If Anna had been more certain of herself she could have taken charge of Rook. She could have gripped him by the wrist, as if he were a child, and led him to the valuers or to the travel firms or to employment agencies. She could have banned him from the market bars. He was weak enough to do what he was told. Instead she made do on his half portions. What choice was there? She made excuses for him.
One Wednesday night, he would not settle down to sleep, despite embraces on the counterpane and the post-coital sedative of sheets. He dressed again. He said he had to buy some milk. He needed some fresh air. He couldn’t breathe. She waited for him, but could not fight off sleep. When he returned, the broken noise of traffic from the street made clear that it was long past midnight. She did not need to ask him where he’d been.

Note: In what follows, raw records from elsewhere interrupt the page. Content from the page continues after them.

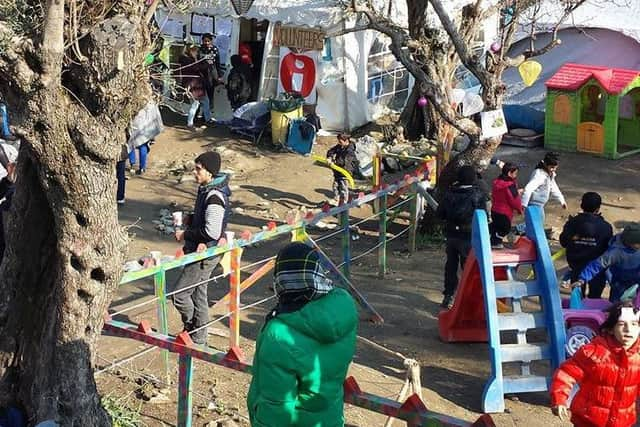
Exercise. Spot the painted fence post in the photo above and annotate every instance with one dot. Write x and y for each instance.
(234, 298)
(376, 179)
(185, 392)
(160, 290)
(382, 237)
(346, 244)
(413, 211)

She did not come on Wednesdays any more, and he was glad of that. When all the bars were shut he liked to join the vagrants in the marketplace. He liked to stare into their box and carton fires and share with them a song, a cigarette, a cob of roast maize, a throat of wine, a curse. They did not guess from how he dressed — his leather coat was old and bothered — that he was rich. They merely counted him as one of those, down on their luck but not yet down-and-out, who drank with them when all the bars were shut. They did not know, they did not care, what happened to him when he left. For all they knew he had a niche not far from theirs. In a corner of the marketplace, perhaps. Or in the sink estates — a tram’s ride out of town — where what had not been vandalized had never worked, where ground-floor flats were tinned up with corrugated sheeting, where staircases and lifts were urinous and dangerous and dark. No one among them knew about Arcadia. When Rook described the changes that would come it did not move them more than any other drunken, midnight speech. Why should they be alarmed? The distant future made no difference to them. They only waited for the bottle, still half a circle from their grasp. They only hoped the wood would last till dawn.

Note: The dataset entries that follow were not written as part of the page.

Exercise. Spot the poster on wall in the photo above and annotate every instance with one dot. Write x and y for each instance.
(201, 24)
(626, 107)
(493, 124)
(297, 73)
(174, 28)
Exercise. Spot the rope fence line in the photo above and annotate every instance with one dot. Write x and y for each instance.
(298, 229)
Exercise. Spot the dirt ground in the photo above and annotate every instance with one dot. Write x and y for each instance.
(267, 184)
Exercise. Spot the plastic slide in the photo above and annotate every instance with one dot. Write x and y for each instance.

By day, Arcadia was much discussed among the marketeers. Of course. Surveyors were at work, and questionnaires were circulated. Inspection ditches had been dug across the grass in the Soap Garden. Women wearing ID badges sat on stools to monitor and graph pedestrian usage of the different market sectors. Outline proposals and planning certificates were displayed — as law decreed — at focal points. The marketeers were bemused, but flattered, too, by all the attention they received and by the consultation meetings and the Soapie Parliament that Victor promised them. They had agreed amongst themselves that there was little point in fighting progress with more demonstrations or with petitions. What power had a line of people or a list of names against the will of money to be spent? No, they would be modern citizens. That is to say, they would suppress their passions and hope to profit from their pragmatism. The boss had given them his word. The demonstration on the mall had winkled Victor from his lair. He’d stood amongst them in the rain and what he’d said had been a challenge: change your ways and prosper.